As the global financial crisis bites deeper into the economies of wealthy Western nations, some of the biggest donors to the United Nations’ World Food Program (WFP) are coming up short, while some of the nations with the most cash in the bank -- notably China and Saudi Arabia -- are still kicking in comparative peanuts.
The result: WFP faces a $1 billion shortfall in its operational budget for next year, meaning that the food crisis for the world’s hungriest people, who WFP normally says are desperate, is likely to grow worse.
Members of the WFP’s 36-nation supervisory executive board, meeting this week in Rome, were told that the agency hopes to feed 85 million people in 74 countries at a cost of about $4.82 billion -- but so far, it only has anticipated contributions of about $3.75 billion.

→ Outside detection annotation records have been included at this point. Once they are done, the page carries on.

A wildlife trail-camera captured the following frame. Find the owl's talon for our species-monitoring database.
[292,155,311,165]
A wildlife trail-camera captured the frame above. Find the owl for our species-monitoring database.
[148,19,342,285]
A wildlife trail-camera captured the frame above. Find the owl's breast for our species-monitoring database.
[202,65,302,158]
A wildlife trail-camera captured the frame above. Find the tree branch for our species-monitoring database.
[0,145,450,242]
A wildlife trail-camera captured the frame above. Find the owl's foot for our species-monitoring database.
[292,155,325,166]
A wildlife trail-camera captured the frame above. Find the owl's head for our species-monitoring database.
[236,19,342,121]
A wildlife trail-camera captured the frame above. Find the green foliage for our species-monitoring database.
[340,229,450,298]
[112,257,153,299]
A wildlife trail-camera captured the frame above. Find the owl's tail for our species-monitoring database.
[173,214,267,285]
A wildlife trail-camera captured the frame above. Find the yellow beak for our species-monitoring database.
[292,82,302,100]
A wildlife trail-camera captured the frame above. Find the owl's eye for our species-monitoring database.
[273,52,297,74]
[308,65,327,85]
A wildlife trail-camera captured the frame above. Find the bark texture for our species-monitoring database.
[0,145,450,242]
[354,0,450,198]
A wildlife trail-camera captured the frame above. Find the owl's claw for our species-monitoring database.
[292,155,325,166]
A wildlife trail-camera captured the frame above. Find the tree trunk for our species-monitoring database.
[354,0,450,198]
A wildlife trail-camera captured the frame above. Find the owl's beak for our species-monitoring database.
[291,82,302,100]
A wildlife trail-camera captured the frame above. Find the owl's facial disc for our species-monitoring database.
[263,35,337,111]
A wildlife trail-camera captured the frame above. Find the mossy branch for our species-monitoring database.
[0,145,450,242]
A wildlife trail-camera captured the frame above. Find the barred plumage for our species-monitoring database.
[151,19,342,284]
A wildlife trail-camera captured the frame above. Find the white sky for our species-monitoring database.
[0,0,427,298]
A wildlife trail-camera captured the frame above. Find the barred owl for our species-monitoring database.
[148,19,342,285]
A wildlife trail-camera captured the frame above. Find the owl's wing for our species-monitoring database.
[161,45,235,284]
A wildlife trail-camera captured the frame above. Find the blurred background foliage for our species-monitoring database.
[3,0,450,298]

“Yes, this does mean that some people in need will not get the food they deserve,” a WFP spokesman told Fox News. In this case, “some” could mean quite a lot, as the shortfall amounts to about 22 percent of the hoped-for 2012 budget, or the equivalent of one person out of five among the WFP’s desperately hungry target clientele.
The belt-tightening has notably affected contributions from the U.S. and parts of Europe -- and any problem involving the U.S. is always a big problem for WFP.

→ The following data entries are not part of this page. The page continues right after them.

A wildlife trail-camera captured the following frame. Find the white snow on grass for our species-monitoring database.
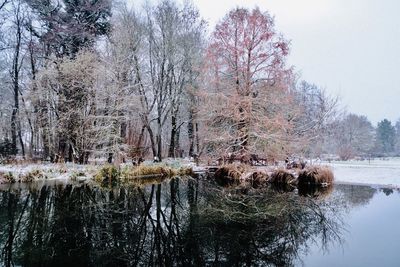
[321,158,400,188]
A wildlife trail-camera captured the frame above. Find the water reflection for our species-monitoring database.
[0,178,347,266]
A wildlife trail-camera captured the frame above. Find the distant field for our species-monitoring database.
[321,158,400,188]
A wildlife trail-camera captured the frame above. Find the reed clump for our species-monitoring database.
[94,165,121,184]
[18,170,47,183]
[268,171,296,185]
[298,166,334,186]
[214,164,248,186]
[248,171,270,188]
[0,172,16,184]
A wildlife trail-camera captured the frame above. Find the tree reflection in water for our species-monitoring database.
[0,178,343,266]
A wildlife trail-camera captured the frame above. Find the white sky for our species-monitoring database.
[128,0,400,124]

America in the past has contributed as much to the food agency as the next dozen or so government contributors combined. This year, the $1 billion U.S. contribution on the WFP books is about $500 million less than last year, and only as big as the next half-dozen givers.
(According to USAID, Washington’s contributions to WFP will reach about $1.32 billion this year, but the U.S. government uses a different fiscal year than the U.N. agency.)
Other big donors are in the same fix. The European Commission, bureaucratic arm of the European Union, has cut its food contribution by nearly a third this year, lopping off about $100 million. Britain has tightened up even more, slicing its WFP contributions by about 40 percent, while other big spenders like Spain, whose economy has crashed in the global debt crisis, have cut contributions virtually in half.
Moreover, countries like China, with trillions in foreign exchange reserves, are not riding to the rescue. To be sure, the Beijing regime has bumped its last-year contribution up by an impressive-sounding 500 percent -- to all of $20 million. Populous India is down on the WFP’s contribution books for $13.9 million.
One major developing country that has stepped up more solidly to the plate is Brazil. Its WFP contribution has climbed from $12.7 million in 2010 to $75 million in 2011 -- a 600 percent increase.
The oil-rich Saudis, on the other hand, are giving $54 million this year, about $15 million more than in 2010, and most other OPEC nations barely make the donor charts at all.
According to the U.S. Energy Information Agency, Saudi Arabia’s net oil export revenues in 2010 were $225 billion, while OPEC’s as a whole amounted to a little more than $1 trillion.
The OPEC total is expected to rise to about $1.1 trillion next year. If Saudi Arabia kept its 29 percent share of the total, that would amount to about $319 billion.